PROGRAMMING PARADIGMS

A Case Study in Paradigm Clash.

This is really a model of the network of real neurons that make up the brain, although the neurons of the models are highly idealized (see Figure 1, page 132). One of the important ways in which the individual models differ is in the mechanism of learning. But they do agree in this: learning in a PDP model is a purely local phenomenon. No "supervisor" rewards the elements for good choices. All levels of learning are built from simple, strictly local feedback mechanisms.

Levels of Processing

One problem that any theory of cognitive processes must face is the apparently vast gap of levels of processing from the cognitive down to the neurological.

On the one hand, it doesn't make much sense to develop models of thought that are in conflict with what little we know about the functioning of neurons in the central nervous system.

But on the other hand, to assume that the same principles of organization that explain the interaction of neurons will also explain how thoughts interact when we read a novel seems like wishful thinking (like imagining that colleges could replace chemistry courses with courses in physics). Chemists may accept that their science is in some sense implicit in the science of physics, but they still feel that chemical problems require chemical solutions.

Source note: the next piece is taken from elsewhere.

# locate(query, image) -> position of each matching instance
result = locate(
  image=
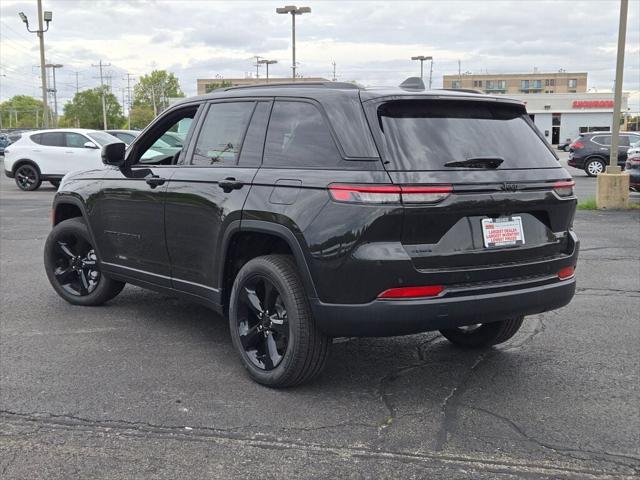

No research psychologist today rejects the reductionist principle that complex cognitive behavior is based on the functioning of neurons in the central nervous system. But in the 1970s, many scientists began to question whether there was any practical significance in that principle. Cognitive psychology in the past two decades was increasingly likely to seek purely cognitive models for cognitive processes.

This is tough. It's tough to bootstrap a science. As a graduate student, I designed an experiment to distinguish between storage and retrieval techniques in the comprehension of structured information. The experiment was cleanly designed, I think. Because of necessary temporal sequences, its results should have clearly established whether certain things were happening during the storage or the retrieval of the information from memory.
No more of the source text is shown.